I left. That’s all it remembers.
“Don’t start,” I say quietly.
It answers with a low, unhappy growl.
Out beyond the window, snow keeps falling. The world looks peaceful.
Nothing about tonight is.
Her scent is still hanging on in my head—honeysuckle, cocoa, the sharp, brittle edge of fear she tried to hide when she was out there calling the cat. It threads through my thoughts until everything else smells wrong.
My hands grip the sill.
I told myself for five years that if fate ever put her back in front of me, I’d do better. That I’d be stronger. That I could stand there and look at her like she was any other girl from this town and not the one my beast claimed the first time she smiled at me.
Then I saw her in the snow—all grown up, and as stubborn as ever—and the first thing in my head was not “keep her safe” or “stay away.”
It was one word, deep and honest:
Mine.
I hate that it’s still there.
I hate that it still feels true.
I step back from the window.

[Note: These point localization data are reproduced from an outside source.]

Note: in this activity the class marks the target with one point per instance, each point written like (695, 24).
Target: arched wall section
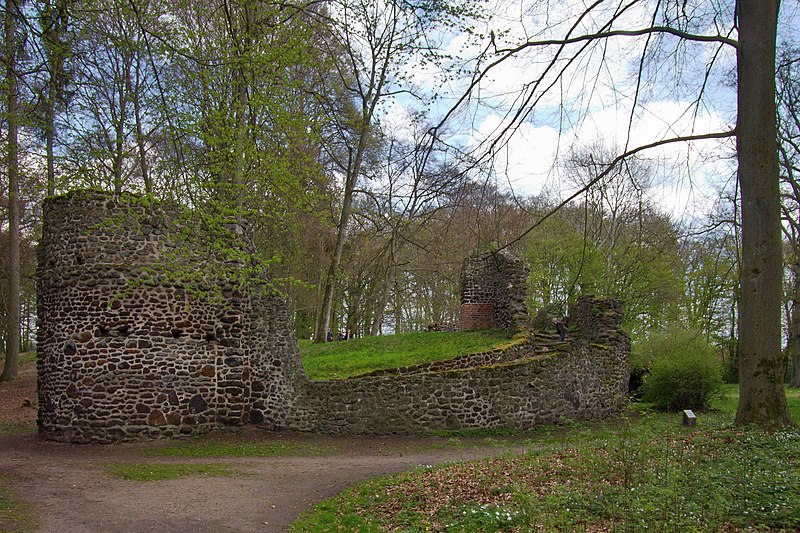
(147, 330)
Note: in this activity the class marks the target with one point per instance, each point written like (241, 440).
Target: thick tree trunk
(762, 400)
(12, 121)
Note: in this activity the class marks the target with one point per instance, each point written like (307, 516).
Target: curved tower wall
(125, 351)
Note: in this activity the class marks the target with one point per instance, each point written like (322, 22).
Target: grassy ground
(14, 515)
(646, 472)
(341, 359)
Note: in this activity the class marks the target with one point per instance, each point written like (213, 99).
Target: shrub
(684, 372)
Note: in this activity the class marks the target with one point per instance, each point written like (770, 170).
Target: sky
(591, 100)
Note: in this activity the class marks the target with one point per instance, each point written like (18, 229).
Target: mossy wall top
(152, 323)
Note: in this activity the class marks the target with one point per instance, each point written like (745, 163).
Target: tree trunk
(12, 121)
(793, 342)
(389, 281)
(762, 400)
(354, 169)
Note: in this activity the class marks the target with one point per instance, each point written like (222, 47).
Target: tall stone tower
(493, 289)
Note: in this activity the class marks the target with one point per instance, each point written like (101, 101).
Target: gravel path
(68, 489)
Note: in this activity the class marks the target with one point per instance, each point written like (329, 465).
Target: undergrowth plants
(644, 472)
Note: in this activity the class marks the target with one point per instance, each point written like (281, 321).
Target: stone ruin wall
(124, 353)
(127, 354)
(517, 387)
(493, 290)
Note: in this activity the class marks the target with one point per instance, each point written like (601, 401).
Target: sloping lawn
(342, 359)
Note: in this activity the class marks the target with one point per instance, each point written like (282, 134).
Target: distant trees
(577, 46)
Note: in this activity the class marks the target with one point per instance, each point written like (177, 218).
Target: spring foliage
(683, 370)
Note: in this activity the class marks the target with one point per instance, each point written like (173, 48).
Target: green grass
(161, 472)
(342, 359)
(17, 427)
(14, 515)
(233, 447)
(645, 471)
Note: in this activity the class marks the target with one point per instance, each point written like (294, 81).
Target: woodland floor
(67, 487)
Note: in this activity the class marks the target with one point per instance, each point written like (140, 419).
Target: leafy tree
(671, 28)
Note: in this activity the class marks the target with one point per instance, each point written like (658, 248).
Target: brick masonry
(132, 345)
(493, 289)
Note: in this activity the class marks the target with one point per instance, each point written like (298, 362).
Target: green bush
(684, 372)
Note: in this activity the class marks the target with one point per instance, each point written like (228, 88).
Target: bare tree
(750, 31)
(12, 168)
(370, 43)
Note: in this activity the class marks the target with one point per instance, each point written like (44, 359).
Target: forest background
(351, 135)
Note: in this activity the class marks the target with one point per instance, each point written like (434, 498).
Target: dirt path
(68, 489)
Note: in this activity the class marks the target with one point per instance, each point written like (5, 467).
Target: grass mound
(342, 359)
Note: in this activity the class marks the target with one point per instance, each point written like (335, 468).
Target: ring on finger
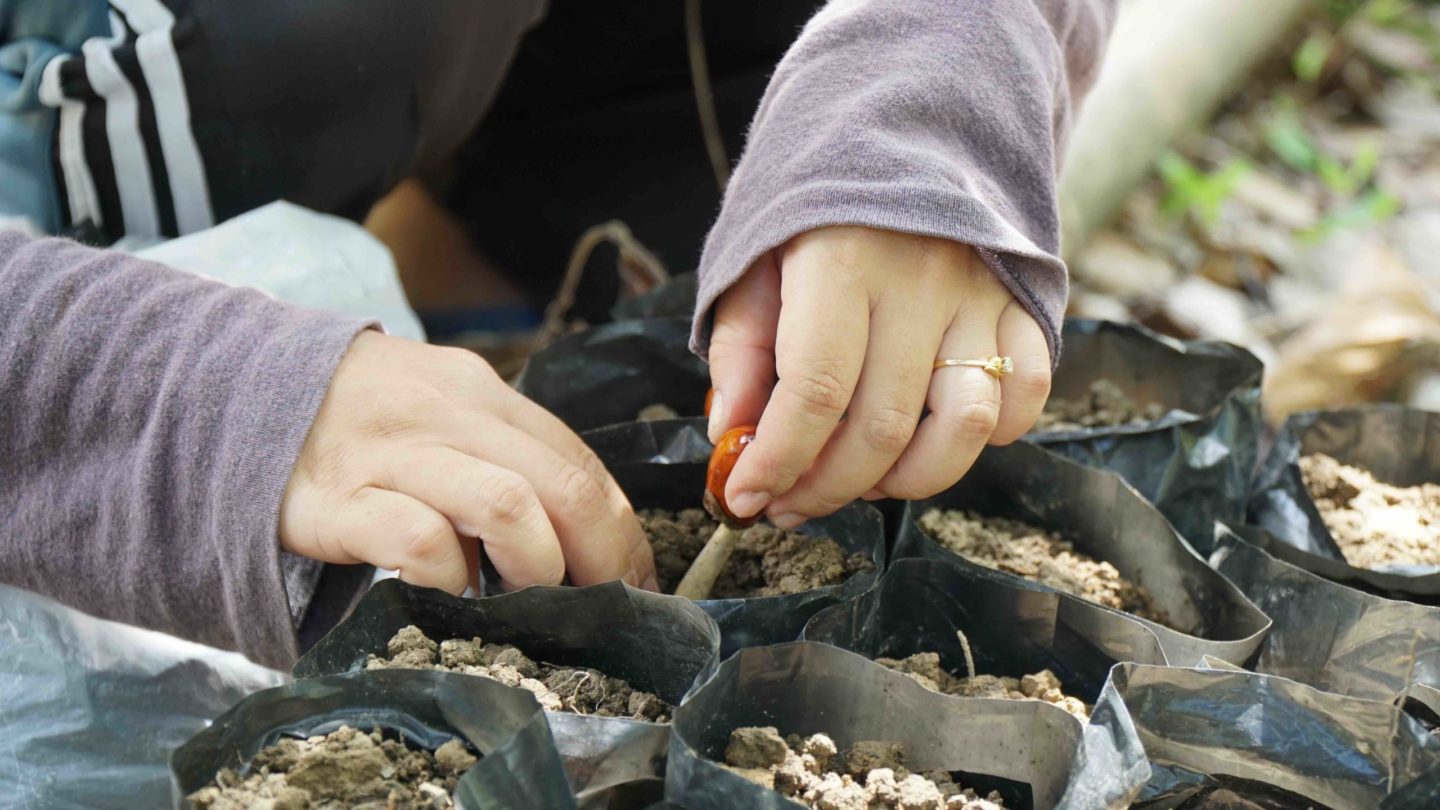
(997, 366)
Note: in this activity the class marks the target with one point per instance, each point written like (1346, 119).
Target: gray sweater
(149, 420)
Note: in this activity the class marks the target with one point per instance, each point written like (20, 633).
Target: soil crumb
(655, 412)
(1375, 525)
(343, 768)
(558, 688)
(926, 670)
(1105, 405)
(1040, 557)
(766, 561)
(869, 774)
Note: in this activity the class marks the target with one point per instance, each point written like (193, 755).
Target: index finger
(820, 348)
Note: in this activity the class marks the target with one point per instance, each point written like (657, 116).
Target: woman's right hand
(418, 451)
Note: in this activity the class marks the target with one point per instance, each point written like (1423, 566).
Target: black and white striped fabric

The fire cracks softly behind me. A log sags, spits sparks, shifts its weight.
“She’s here,” I say into the empty room. Hearing it out loud doesn’t make it any easier to believe. “After all this time.”

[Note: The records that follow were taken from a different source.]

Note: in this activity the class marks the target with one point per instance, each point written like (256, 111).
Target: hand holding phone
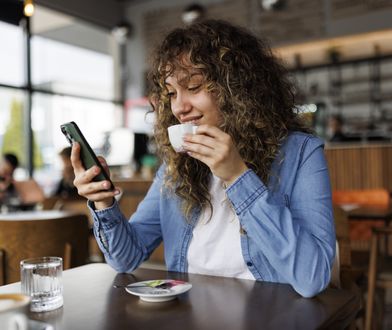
(87, 155)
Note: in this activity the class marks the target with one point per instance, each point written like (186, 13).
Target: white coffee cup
(13, 311)
(176, 135)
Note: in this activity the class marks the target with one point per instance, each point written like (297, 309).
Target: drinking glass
(41, 279)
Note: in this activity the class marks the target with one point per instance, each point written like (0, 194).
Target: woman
(251, 196)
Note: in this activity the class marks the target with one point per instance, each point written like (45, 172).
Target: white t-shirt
(215, 248)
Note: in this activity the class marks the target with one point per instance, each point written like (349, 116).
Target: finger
(99, 196)
(202, 140)
(86, 176)
(75, 158)
(104, 164)
(96, 187)
(209, 130)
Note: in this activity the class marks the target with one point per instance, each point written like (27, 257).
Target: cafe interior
(87, 62)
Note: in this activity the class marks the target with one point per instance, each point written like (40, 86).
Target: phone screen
(87, 155)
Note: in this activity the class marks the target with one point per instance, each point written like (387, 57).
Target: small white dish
(148, 290)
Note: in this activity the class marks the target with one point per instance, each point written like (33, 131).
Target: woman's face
(190, 101)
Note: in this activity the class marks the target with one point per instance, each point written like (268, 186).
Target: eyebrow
(186, 77)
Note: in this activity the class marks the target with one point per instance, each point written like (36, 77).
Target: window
(11, 55)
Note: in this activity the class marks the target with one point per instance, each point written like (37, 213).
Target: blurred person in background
(8, 164)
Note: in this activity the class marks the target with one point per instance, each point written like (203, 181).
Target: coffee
(176, 135)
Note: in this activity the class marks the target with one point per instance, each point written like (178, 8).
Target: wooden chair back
(360, 230)
(362, 197)
(380, 276)
(62, 236)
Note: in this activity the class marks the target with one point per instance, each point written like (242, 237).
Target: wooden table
(35, 215)
(91, 302)
(372, 213)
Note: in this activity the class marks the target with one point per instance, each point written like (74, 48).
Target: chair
(64, 236)
(349, 277)
(360, 231)
(380, 276)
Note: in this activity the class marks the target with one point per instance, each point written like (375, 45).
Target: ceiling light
(28, 8)
(192, 13)
(272, 4)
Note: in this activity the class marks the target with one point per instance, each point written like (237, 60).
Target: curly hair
(253, 91)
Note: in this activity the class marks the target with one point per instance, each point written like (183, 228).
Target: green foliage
(14, 140)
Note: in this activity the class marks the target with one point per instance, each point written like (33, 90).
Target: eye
(194, 88)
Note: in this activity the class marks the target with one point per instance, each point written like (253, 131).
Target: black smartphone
(87, 155)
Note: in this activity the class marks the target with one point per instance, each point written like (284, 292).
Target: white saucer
(152, 294)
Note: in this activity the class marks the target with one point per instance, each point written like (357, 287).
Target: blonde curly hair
(253, 91)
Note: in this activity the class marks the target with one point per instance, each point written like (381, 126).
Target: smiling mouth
(193, 120)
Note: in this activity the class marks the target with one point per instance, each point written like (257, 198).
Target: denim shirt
(287, 228)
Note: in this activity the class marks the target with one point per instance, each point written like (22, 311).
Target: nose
(181, 104)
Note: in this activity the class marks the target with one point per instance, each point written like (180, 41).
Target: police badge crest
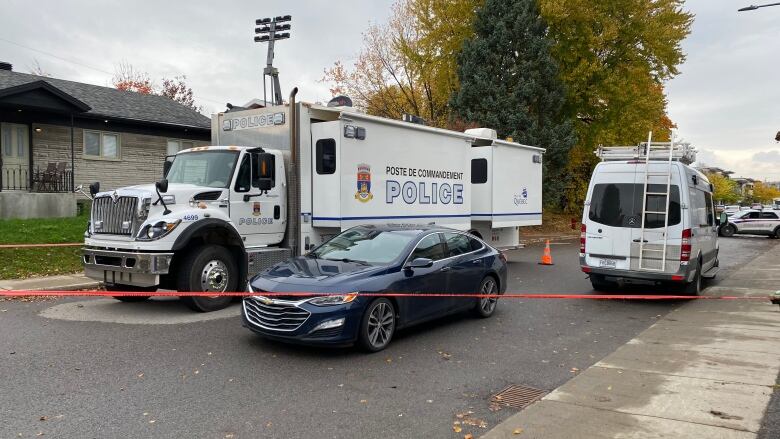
(364, 183)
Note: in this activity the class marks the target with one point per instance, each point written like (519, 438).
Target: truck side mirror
(263, 171)
(162, 185)
(94, 188)
(167, 165)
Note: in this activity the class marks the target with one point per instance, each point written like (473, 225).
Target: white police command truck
(290, 177)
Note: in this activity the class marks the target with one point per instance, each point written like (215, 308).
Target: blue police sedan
(350, 273)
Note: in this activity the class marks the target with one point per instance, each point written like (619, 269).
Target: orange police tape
(63, 293)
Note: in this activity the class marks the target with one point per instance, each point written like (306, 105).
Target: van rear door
(614, 211)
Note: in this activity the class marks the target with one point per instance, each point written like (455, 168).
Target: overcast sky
(725, 101)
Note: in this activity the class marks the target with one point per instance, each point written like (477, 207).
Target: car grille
(274, 315)
(114, 215)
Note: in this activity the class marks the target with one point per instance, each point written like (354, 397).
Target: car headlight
(157, 230)
(333, 299)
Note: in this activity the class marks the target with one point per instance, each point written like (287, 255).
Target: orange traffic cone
(546, 256)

The bear’s answer is simple, a deep thrum in my chest.
She never stopped being here—in me.
I sink down onto the couch, elbows on my knees, hands loosely clasped. My body is tired from the shift, from the run, from fighting myself in about six different directions.
Regret sits heavy in my gut. It always has, but tonight it’s got a new edge to it. Hope, maybe.
It would be easy to say I’ll win her back.
Easy to imagine walking up to that cabin tomorrow, looking her in the eye, and telling her everything I should’ve said years ago.
It’s harder to admit the truth.
She’s human.
I’m not, not in the ways that matter.
She doesn’t know what I am.
She doesn’t know why I left.
All she knows is that I broke something between us, clean in two.
I scrub my hands over my face.
“I don’t get to want this,” I tell the room.
My beast doesn’t care. Its fur prickles my skin.